Using a feature sheet to price software development projects

A feature sheet pulls together feature Risk, Priority, and Hours in a simple document so that scope decisions can be made on a project.

>> Open an example Feature Sheet <<

At minimum, a feature sheet has the following columns:

How do I name my features?

If you have a system that already works for your team (like stories), use that.

I follow a pattern: Action Thing Location

  • Action are verbs like Add, Remove, or Change.
  • Thing is a noun or a function.
  • Location is the developer shorthand for where in the project the change should happen. The shorthand changes depending on your platform. Because we use Ruby on Rails it is Namespace::Controller#action

For example:

  • Remove the fax number field from Admin::Users#edit
  • Add ability for clients with the bookkeeper role to export all transactions on Client::Orders#index

I have a post coming up about naming features, subscribe if you want to be notified when it comes out.

What categories should I use?

That's up to you. I prefer to group categories by datamodel (e.g. User, Order) and activities (e.g. Integrations, Setup). This is because:

  1. When the work starts it's nice to take things on in these groupings anyways.
  2. Following the consistent category naming makes it easy to talk about categories as large/encompassing features.

A typical feature sheet will have 10-20 categories.

What about meetings, project management, and administration?

This type of work will scale with the size of the project so I use simple rules to calculate the hours once all other features are done.

Meetings: I add a weekly meeting that is 30 minutes long. A 4 month project will then have (4 months * 4 weeks * 0.5 hour) = 8 hours of meetings.

Admin: Experience has taught me that about 10% of the development budget will be spent on administration.

I don’t care about trying to bill the hours if meetings run long—or if (when) we need to schedule another meeting.

What app should I create the feature sheet in?

Either Google Sheets or Office 365 Excel. This is because the feature sheet should be:

  • Available to everyone who needs it without going through email.
  • Treated as a collaborative working document.
  • Updated in real time during meetings and calls.

How many line items should a feature sheet have?

Anywhere from 10 to 300.

Less than 10? This work is small enough that you can ask an existing client for permission to proceed by email. It’s not worth the effort to put together a feature sheet and statement of work when a quick numbered list will do just as well.

More than 300? You’re dealing with more than one project. Cut scope!

How should I name my feature sheet?

I follow the pattern “Client Name - Features - YYYY-MM-DD - Project Title”.

An example is "C&E - Features - 2018-03-23 - Stripe Integration".

This name makes the sheet easy to find with search in email or shared drives, sorts by date when you sort by title, and lets you tick up the date for versioning instead of adding “(FINAL)” or “v3” to the name.

I have a post coming up about naming things, subscribe if you want to be notified when it comes out.

How should I reference a feature sheet in my quotes?
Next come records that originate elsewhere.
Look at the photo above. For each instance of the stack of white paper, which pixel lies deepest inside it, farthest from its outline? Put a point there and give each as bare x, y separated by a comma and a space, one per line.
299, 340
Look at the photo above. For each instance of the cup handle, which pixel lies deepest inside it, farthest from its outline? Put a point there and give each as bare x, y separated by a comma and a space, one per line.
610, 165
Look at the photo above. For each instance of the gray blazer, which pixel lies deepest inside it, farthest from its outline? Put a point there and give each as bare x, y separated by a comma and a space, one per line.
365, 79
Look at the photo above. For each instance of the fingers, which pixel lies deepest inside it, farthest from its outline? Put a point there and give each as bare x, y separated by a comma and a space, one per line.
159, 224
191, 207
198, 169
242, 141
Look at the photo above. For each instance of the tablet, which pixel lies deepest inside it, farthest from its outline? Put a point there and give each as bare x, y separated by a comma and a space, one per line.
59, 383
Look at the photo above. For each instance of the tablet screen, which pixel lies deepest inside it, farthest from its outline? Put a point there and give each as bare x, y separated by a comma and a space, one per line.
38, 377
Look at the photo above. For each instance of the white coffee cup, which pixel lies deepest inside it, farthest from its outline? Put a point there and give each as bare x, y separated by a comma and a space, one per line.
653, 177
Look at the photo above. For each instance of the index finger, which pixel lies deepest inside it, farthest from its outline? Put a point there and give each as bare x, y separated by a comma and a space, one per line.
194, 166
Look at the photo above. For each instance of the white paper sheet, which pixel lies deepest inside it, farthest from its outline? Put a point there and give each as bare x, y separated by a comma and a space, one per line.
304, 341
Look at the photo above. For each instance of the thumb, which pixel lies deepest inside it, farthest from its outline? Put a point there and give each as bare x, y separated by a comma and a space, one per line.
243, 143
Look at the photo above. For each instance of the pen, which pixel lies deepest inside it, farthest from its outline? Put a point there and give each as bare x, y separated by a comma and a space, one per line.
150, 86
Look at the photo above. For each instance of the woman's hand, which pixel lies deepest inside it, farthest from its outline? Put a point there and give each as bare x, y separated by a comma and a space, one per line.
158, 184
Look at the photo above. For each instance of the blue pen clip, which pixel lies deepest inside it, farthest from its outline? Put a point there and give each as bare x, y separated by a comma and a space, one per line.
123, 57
I don’t take all of the features and put them into the quote, I instead reference the feature sheet that is attached as a PDF. Here’s an example:

“The scope of the project includes all priority 1 features found in the attached document, Client - Features - YYYY-MM-DD - Project Title.pdf”.

How do I use these features once we have a signed contract?

One of two things, depending on how large your team is and how you operate:

  1. Copy/paste the features and notes into your project management app.
  2. Add a column before Priority for tracking 'DONE'.